We can also feel his pain — and the difficulties he inflicted on others, including of course his brothers and his cousin, who would go on tour without the reclusive Brian (who was prone to panic attacks) and return home to find their leader ever more detached from reality, from the giant sandbox in his bedroom to his insistence the Beach Boys set aside the hit machine and release strange, radio-unfriendly music. Jake Abel is terrific as Mike Love, who has that perfect pop voice but had little understanding of (and little tolerance for) Brian’s more ambitious compositions.
Paul Giamatti is frighteningly effective as Eugene Landy, who’s just as controlling and cruel as Brian’s own father (an excellent Bill Camp), who verbally and physically abused Brian. (Wilson is nearly deaf in one ear as the result of his father’s beatings.) When the middle-aged Brian finds the courage to ask a Cadillac dealer named Melinda Ledbetter (Elizabeth Banks) on a date, Landy and a bodyguard tag along. As the relationship progresses, Landy tells Melinda all of her contact with Brian must be filtered through him. If there was a positive aspect to Landy’s relationship with Wilson, this film doesn’t show it. As played by Giamatti, he’s a horrific monster.
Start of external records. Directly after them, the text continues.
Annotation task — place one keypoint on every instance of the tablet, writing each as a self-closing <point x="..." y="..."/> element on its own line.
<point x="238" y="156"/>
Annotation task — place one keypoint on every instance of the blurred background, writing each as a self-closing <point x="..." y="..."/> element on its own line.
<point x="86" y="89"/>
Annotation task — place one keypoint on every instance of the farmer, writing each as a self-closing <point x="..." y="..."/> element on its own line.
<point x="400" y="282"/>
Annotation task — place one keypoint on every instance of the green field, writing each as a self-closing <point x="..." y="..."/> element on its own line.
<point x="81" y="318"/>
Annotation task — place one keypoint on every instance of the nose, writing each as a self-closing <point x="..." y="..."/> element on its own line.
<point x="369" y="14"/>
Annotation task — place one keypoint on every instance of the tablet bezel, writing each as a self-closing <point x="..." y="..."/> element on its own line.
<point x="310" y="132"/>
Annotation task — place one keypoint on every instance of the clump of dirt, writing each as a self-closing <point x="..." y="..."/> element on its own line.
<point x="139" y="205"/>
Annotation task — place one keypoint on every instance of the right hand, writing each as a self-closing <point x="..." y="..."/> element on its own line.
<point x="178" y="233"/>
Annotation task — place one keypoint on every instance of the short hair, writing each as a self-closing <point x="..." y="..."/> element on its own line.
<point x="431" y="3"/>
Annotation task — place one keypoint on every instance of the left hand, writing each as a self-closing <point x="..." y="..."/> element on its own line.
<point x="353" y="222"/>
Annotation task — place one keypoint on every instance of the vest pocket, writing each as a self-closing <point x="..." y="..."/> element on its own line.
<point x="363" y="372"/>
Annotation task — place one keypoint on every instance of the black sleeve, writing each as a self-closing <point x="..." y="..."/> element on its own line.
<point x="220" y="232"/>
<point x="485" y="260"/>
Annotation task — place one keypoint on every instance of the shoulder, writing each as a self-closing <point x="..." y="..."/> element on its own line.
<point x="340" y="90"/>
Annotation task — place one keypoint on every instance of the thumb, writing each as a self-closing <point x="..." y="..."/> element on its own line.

Banks takes what could have been a standard girlfriend role and shades it with lovely colors. Melinda is kind and patient, and she truly cares for Brian — but she’s had her heart broken before, and there’s only so much she’ll endure before exiting Brian’s life.
Dano is an actor whose mannerisms and showy moves sometimes take us out of a film, but here he’s giving a controlled, nuanced performance. We believe every inch of the panic attack Brian suffers on a flight, and we believe every note of the studio scenes.
Cusack has a few physical moves, notably Brian’s awkward placement of his hands, as if he doesn’t know what to do with them when he’s not at the piano, but his performance is mostly about the voice and how Brian almost sounds like he’s outside of himself when he describes the horrors of his childhood, and the battles he’s facing every morning when he wakes up.
Also, and always, there’s the music. After seeing “Love & Mercy,” you’ll find it nearly impossible to resist the urge to download (or re-listen to) a dozen Beach Boys classics.